Security and policy compliance

Trend 3: End-to-end integrated DevSecOps pipelines aid enhanced security

Security issues and cyberthreats, specifically for B2B or B2C applications, are continuously rising. End-to-end DevSecOps pipelines include integration at all security phases of SAST, SCA, DAST, RASP, and/or IAST in a no-touch fashion. Tool vendors offer easy CLI- and API-based integration capabilities for greenfield applications. Existing applications are more complex, so scans should be run outside the pipeline or nightly batches, and custom scripts should be used to reduce false positives. Once the scans are performed to remove the huge backlog of issues, these tools are integrated into the pipeline. Many promising tools include features that improve integration, such as incremental scanning capabilities to reduce scan time and AI-based tools to identify false positives and automate issue remediation. Docker tools also incorporate container security into the CI/CD pipelines.

An industry leader in brokerage and wealth management experienced a bottleneck in its underlying network of shared services. Due to manual security testing, it could not achieve an early time to market for end-user applications. The client partnered with Infosys to implement an end-to-end DevSecOps solution to improve speed and quality. Now it has reduced release management effort by around 88%, quadrupled the release frequency, and saved $3.3 million annually.
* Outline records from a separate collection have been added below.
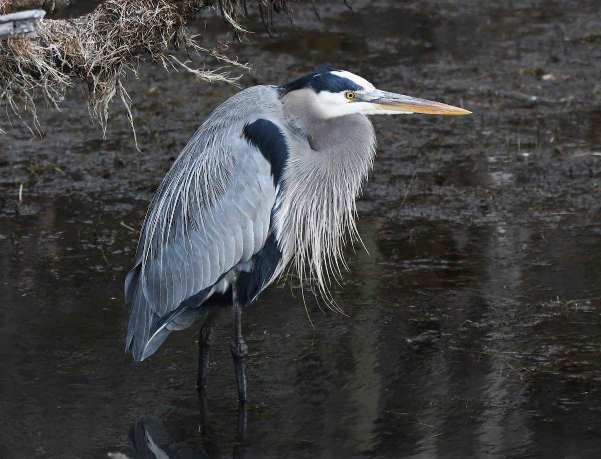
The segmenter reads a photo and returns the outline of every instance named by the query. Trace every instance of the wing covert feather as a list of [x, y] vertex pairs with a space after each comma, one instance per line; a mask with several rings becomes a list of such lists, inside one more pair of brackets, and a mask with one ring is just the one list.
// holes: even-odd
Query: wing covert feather
[[132, 302], [127, 347], [136, 360], [149, 354], [144, 349], [151, 347], [149, 333], [161, 317], [248, 262], [265, 243], [275, 201], [271, 165], [242, 133], [257, 119], [278, 119], [281, 112], [273, 88], [239, 93], [199, 128], [159, 187], [126, 281]]

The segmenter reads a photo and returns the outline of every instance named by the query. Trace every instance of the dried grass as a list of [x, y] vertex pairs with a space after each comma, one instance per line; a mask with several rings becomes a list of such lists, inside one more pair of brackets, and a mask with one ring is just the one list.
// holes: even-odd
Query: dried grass
[[[194, 4], [206, 7], [213, 2]], [[135, 72], [137, 62], [144, 56], [161, 61], [166, 68], [184, 68], [199, 80], [235, 82], [237, 78], [231, 77], [224, 67], [194, 68], [166, 53], [172, 42], [176, 49], [185, 47], [189, 56], [191, 51], [209, 54], [225, 66], [248, 68], [227, 57], [222, 50], [203, 47], [189, 35], [185, 22], [189, 16], [180, 11], [189, 3], [176, 5], [165, 0], [108, 0], [79, 17], [40, 20], [35, 35], [0, 40], [0, 102], [5, 105], [8, 123], [11, 112], [25, 122], [21, 115], [25, 108], [40, 130], [36, 101], [42, 96], [49, 105], [59, 109], [61, 100], [75, 78], [87, 84], [90, 114], [103, 129], [109, 103], [115, 94], [127, 108], [132, 122], [131, 100], [121, 78], [128, 70]], [[236, 25], [234, 33], [242, 36], [246, 31], [235, 14], [237, 0], [228, 3], [230, 8], [222, 9], [224, 19], [230, 25]], [[8, 12], [7, 2], [0, 0], [0, 14]], [[0, 132], [3, 132], [1, 127]]]

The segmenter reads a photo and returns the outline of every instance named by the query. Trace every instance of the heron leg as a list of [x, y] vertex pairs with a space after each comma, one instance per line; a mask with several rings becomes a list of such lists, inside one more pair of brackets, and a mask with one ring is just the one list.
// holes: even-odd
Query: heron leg
[[199, 389], [206, 387], [207, 373], [209, 372], [209, 351], [215, 339], [215, 327], [221, 312], [221, 308], [218, 306], [213, 306], [209, 311], [207, 318], [200, 328], [200, 333], [198, 333], [198, 379], [197, 387]]
[[236, 378], [238, 381], [238, 400], [245, 403], [248, 400], [246, 397], [246, 356], [248, 354], [248, 347], [242, 339], [242, 312], [235, 294], [232, 309], [233, 318], [230, 347], [234, 358]]

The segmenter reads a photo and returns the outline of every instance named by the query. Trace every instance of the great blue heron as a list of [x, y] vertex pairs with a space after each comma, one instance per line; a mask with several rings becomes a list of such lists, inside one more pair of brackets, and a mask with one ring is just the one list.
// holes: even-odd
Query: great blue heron
[[355, 200], [376, 154], [365, 115], [414, 112], [470, 113], [380, 91], [329, 67], [249, 88], [218, 107], [146, 215], [125, 281], [132, 302], [126, 350], [142, 360], [169, 332], [208, 312], [199, 338], [198, 383], [204, 387], [216, 321], [231, 305], [238, 397], [246, 401], [242, 308], [287, 267], [327, 292], [346, 235], [358, 237]]

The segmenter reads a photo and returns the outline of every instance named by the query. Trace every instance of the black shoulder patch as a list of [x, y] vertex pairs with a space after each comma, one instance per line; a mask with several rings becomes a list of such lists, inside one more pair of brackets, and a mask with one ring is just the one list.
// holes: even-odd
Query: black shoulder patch
[[269, 162], [273, 184], [279, 183], [288, 154], [286, 138], [281, 130], [275, 123], [260, 119], [246, 124], [242, 132], [244, 138], [258, 148]]
[[273, 233], [269, 234], [263, 248], [252, 255], [252, 270], [242, 272], [236, 280], [238, 301], [243, 307], [250, 303], [265, 288], [282, 260], [282, 251]]

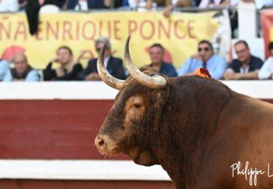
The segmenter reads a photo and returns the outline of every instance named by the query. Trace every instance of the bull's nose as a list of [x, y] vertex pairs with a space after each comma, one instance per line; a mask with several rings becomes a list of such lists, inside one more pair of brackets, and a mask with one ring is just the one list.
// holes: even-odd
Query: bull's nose
[[97, 142], [100, 147], [102, 147], [104, 145], [104, 140], [103, 138], [98, 138]]
[[98, 149], [102, 149], [105, 145], [104, 140], [100, 135], [97, 135], [95, 139], [95, 145]]

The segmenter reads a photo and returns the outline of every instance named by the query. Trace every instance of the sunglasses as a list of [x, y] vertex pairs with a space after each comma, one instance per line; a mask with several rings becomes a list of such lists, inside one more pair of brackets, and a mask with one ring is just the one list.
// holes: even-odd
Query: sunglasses
[[205, 48], [198, 48], [198, 51], [201, 52], [202, 50], [204, 50], [205, 51], [208, 51], [210, 50], [210, 48], [208, 47], [205, 47]]

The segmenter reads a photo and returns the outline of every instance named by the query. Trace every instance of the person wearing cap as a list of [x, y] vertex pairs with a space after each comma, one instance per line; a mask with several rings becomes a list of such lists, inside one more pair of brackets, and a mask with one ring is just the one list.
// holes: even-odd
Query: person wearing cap
[[273, 42], [268, 45], [270, 56], [265, 60], [262, 68], [260, 68], [258, 77], [259, 79], [273, 79]]

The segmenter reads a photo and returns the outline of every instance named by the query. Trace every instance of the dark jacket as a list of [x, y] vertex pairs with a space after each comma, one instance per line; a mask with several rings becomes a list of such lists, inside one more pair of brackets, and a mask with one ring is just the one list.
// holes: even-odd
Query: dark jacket
[[[86, 68], [78, 74], [77, 78], [79, 80], [85, 80], [85, 78], [91, 73], [98, 73], [97, 60], [98, 58], [95, 58], [89, 60]], [[116, 79], [125, 79], [123, 60], [120, 58], [111, 56], [107, 64], [107, 69], [110, 74]]]
[[44, 81], [75, 81], [77, 80], [77, 75], [82, 70], [82, 66], [80, 63], [74, 65], [70, 72], [65, 74], [63, 76], [57, 77], [55, 69], [52, 69], [52, 63], [49, 63], [45, 69], [42, 71]]
[[[260, 69], [262, 67], [263, 63], [263, 60], [260, 60], [259, 58], [251, 56], [249, 62], [249, 72], [254, 72], [257, 69]], [[242, 67], [242, 63], [239, 61], [238, 59], [233, 60], [228, 65], [228, 68], [231, 68], [233, 69], [234, 72], [240, 73], [240, 67]]]
[[[153, 65], [149, 65], [151, 67]], [[171, 63], [162, 63], [160, 67], [159, 74], [166, 75], [169, 77], [174, 77], [178, 76], [176, 68]]]
[[[74, 10], [78, 3], [78, 0], [68, 0], [68, 9]], [[103, 0], [87, 0], [87, 5], [88, 6], [88, 9], [105, 8]]]

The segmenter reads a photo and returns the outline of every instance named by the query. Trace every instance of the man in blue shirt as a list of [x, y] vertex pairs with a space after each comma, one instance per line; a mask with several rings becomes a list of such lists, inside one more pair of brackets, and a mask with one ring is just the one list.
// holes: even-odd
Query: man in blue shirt
[[5, 60], [0, 60], [0, 81], [2, 81], [8, 71], [8, 64]]
[[258, 79], [258, 71], [263, 65], [262, 60], [250, 54], [246, 41], [237, 41], [234, 49], [237, 59], [229, 64], [224, 78], [226, 80]]
[[214, 54], [212, 44], [207, 40], [201, 40], [198, 44], [198, 54], [192, 56], [184, 63], [178, 72], [179, 76], [194, 75], [198, 67], [208, 69], [215, 79], [220, 79], [226, 67], [224, 58]]
[[149, 65], [158, 73], [169, 77], [177, 76], [176, 68], [171, 63], [165, 63], [163, 60], [164, 50], [158, 43], [153, 44], [149, 49], [150, 58], [152, 63]]

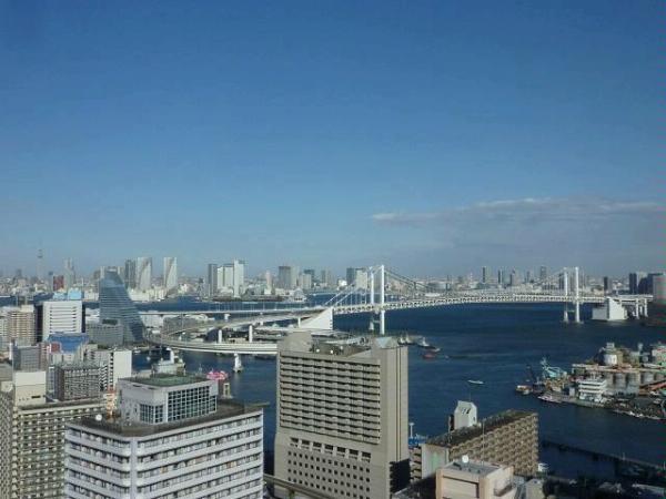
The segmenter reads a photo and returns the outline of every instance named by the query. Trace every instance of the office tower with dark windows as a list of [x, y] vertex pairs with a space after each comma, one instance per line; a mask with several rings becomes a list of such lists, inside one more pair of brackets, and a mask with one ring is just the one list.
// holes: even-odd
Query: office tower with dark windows
[[83, 333], [83, 302], [80, 299], [49, 299], [37, 305], [37, 339], [44, 342], [54, 333]]
[[100, 281], [100, 320], [117, 320], [123, 328], [124, 343], [141, 342], [143, 323], [117, 273], [108, 272]]
[[134, 258], [125, 259], [122, 279], [124, 281], [125, 287], [130, 289], [137, 288], [137, 261]]
[[36, 312], [33, 305], [4, 308], [7, 343], [29, 346], [37, 343]]
[[140, 256], [137, 258], [137, 287], [148, 291], [152, 286], [152, 257]]
[[120, 414], [67, 428], [64, 497], [260, 499], [263, 413], [193, 376], [122, 379]]
[[164, 293], [174, 295], [178, 293], [178, 258], [175, 256], [164, 257]]
[[104, 411], [102, 399], [49, 401], [47, 374], [14, 371], [0, 390], [0, 498], [61, 499], [64, 425]]
[[53, 395], [60, 401], [100, 397], [100, 366], [97, 363], [57, 365], [53, 380]]
[[280, 343], [276, 478], [329, 497], [390, 497], [410, 479], [407, 425], [407, 348], [394, 338], [341, 345], [294, 332]]
[[205, 285], [208, 296], [214, 296], [218, 293], [218, 264], [208, 264]]

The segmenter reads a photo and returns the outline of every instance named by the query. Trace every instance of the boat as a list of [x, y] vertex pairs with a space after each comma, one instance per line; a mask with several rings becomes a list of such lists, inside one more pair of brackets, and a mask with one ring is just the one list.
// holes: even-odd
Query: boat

Security and policy compliance

Trend 4: Codification of security and privacy controls enables a shift left

Businesses are looking at reusable frameworks and centralized DevSecOps platforms to successfully scale its adoption enterprise wide. By implementing a consolidated security dashboard in the pipeline, they collect defects across all types of security testing tools, including SAST, SCA, and DAST. With mature DevSecOps implementations, businesses are also defining metrics and setting up thresholds. The availability of SaaS-based security testing tools is encouraging DevSecOps adoption, which reduces the load on underlying infrastructure and efforts to maintain tools. Open-source tools help reduce cost concerns attributed to several licenses needed for enterprise-scale adoption. Enterprises are implementing organizational change management tactics such as enabling secure coding practices for developers, changing mindset, and integrating security as a part of requirements and NFRs. Empowering DevOps teams on security aspects also reduces the additional load faced by current security SMEs due to frequent releases of fast-moving applications. Increased trust and collaboration between security SMEs and application teams also help here.

A large telecommunications provider was facing estimated fraud losses of $490 million per year, which was expected to increase by nearly 38%. The client, in partnership with Infosys, adopted a holistic people, process, and technology approach, and implemented enterprise-scale DevSecOps for over 1,000 applications. This increased feature delivery by 40% and eliminated almost $1 million in fraud losses within the first seven months of implementation.